Auckland’s housing shortage to become catastrophic

By Leith van Onselen

Last week, Statistics New Zealand released figures showing that construction momentum has continued to slow in Auckland, with just 885 dwelling consents issued in May and 10,379 issued over the year, with a downward trend clearly evident:

With Auckland’s population surging by 44,500 over the past year (see next chart) on the back of 35,800 new migrants, this suggested that Auckland’s housing shortage – already estimated at some 30,000 dwellings – was destined to worsen.

Last week, Statistics New Zealand released updated population projections, which suggested that Auckland’s population could double to more than 3 million in the next 25 years, requiring around 18,000 new dwellings a year to be built. From Interest.co.nz:

The reality is that recent migration figures have been blowing the Stats NZ projections out of the water…

Stats NZ says that at a time of high sustained net migration gains, as experienced in 2014–17, it is reasonable to consider “whether a new migration regime may be unfolding”…

“Beyond the short-term, will Auckland consistently gain 42,500 people every five years through net migration (medium assumption)? Or perhaps as many as 72,500 people every five years (high assumption)? Or possibly net migration gains similar to the current 2016–17 levels?”

And it is those ‘very high’ migration projections as now produced by Stats NZ that suggest a near doubling of Auckland’s population to over 3 million by the early 2040s would be possible, along with a requirement for a much as 90,000 new houses every five years.

Specifically, Stats NZ says the ‘higher migration’ scenario for Auckland would be a net gain of 125,000 every five years, while the ‘very high migration’ scenario would be 175,000 every five years.

These ‘very high’ migration projections as outlined by Stats NZ in fact merely represent what HAS been happening in recent times, with current net inbound migration levels running at around 40,000 a year in Auckland.

Nationally, the new ‘very high’ projections give a national population of 6 million by 2028 and over 7.5 million by the early 2040s.

As far as Auckland is concerned, Stats NZ says a ‘higher migration’ or ‘very high migration’ scenario “implies a demand for new dwellings well above the building levels that have occurred in recent decades”…

Stats NZ says Auckland had an average of about 2.9 people per household (private dwelling) in 2001, 2006, and 2013. Applying this simple ratio to the population projections indicates how many more dwellings need to be built to accommodate the population.

“The projections indicate many more dwellings need to be built in Auckland than was done historically, to accommodate a ‘high’ population projection – an average of 60,000 more dwellings every five years between 2013 and 2043. Under the ‘higher migration scenario’, the average needs to be at least 70,000 new dwellings every five years. And under the ‘very high migration scenario’, the average is closer to 90,000 new dwellings every five years.”

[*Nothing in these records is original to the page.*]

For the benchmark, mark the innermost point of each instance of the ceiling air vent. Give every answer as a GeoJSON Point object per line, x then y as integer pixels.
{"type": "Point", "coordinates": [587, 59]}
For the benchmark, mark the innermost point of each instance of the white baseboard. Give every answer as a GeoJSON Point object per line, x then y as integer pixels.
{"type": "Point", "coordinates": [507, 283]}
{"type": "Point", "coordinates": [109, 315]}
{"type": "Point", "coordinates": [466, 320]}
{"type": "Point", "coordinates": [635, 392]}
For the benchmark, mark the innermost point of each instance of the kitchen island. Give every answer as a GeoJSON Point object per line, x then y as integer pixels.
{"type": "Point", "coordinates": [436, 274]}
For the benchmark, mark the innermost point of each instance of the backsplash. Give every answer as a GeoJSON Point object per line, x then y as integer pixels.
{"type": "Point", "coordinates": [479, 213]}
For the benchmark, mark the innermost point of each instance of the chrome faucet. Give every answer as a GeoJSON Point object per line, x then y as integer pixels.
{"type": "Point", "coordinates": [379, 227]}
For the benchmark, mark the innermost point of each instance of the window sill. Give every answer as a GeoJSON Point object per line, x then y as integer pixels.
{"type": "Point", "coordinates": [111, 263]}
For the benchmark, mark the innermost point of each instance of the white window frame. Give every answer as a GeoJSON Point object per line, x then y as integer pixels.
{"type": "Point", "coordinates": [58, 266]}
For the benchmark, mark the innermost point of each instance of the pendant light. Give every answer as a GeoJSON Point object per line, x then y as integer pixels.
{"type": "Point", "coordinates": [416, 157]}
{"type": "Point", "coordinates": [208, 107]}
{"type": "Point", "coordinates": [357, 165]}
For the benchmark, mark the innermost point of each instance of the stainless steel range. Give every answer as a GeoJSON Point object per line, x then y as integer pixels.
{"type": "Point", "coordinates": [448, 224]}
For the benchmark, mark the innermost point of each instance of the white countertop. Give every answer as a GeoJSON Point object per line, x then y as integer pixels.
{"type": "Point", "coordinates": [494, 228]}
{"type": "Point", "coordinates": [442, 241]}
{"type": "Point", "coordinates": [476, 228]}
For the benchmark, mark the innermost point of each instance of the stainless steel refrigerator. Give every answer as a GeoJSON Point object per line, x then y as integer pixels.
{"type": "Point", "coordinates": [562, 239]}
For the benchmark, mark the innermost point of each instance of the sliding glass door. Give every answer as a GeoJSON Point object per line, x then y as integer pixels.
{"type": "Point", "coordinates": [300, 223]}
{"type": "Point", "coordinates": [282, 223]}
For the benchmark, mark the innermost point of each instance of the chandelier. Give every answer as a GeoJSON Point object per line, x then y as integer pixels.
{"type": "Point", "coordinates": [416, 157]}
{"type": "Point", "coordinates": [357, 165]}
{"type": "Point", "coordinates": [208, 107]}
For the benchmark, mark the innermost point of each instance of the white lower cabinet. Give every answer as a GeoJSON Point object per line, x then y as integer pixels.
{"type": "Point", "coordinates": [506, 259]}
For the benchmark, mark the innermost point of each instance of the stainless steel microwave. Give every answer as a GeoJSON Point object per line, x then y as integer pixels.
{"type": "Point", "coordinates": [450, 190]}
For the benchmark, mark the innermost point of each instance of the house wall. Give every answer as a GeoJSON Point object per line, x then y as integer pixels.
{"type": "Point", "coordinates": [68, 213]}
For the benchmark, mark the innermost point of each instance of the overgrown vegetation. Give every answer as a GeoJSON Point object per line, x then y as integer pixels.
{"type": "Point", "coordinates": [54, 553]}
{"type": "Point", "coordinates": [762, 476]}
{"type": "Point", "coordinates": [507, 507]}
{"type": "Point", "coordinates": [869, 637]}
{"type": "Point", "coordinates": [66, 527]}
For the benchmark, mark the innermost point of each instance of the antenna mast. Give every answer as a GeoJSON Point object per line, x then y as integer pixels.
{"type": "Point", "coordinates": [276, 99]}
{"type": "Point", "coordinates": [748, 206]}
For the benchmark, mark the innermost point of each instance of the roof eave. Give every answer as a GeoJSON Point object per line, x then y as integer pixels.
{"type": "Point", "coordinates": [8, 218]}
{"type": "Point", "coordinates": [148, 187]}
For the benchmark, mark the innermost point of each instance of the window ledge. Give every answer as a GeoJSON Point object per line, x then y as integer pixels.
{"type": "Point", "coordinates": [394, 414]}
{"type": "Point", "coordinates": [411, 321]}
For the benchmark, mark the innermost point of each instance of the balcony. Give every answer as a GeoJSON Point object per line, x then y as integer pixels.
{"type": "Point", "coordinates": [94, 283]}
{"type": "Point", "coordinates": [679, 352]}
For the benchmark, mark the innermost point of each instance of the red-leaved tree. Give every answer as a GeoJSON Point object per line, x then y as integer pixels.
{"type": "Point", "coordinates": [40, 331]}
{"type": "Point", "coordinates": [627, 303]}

Stats NZ goes on to say that even “these simple illustrative dwelling figures” might under-estimate the demand for housing for any given population projection.

“…Stats NZ’s family and household projections have a more sophisticated methodology than simply assuming a constant average household size. They indicate average household size is likely to decrease slightly with an ageing population. This means more dwellings need to be built to accommodate the same population.”

There is also the prospect that Auckland’s inward migration and population growth will become self-regulating. That is, population growth may start to subside as living standards crash due to extreme traffic congestion, severe housing shortages (and high costs), shortages of social infrastructure (e.g. schools and hospitals), and not enough high paying jobs.

After all, what’s the point of migrating to places like Auckland when they start to resemble the crowded hovels that many of the migrants have left behind?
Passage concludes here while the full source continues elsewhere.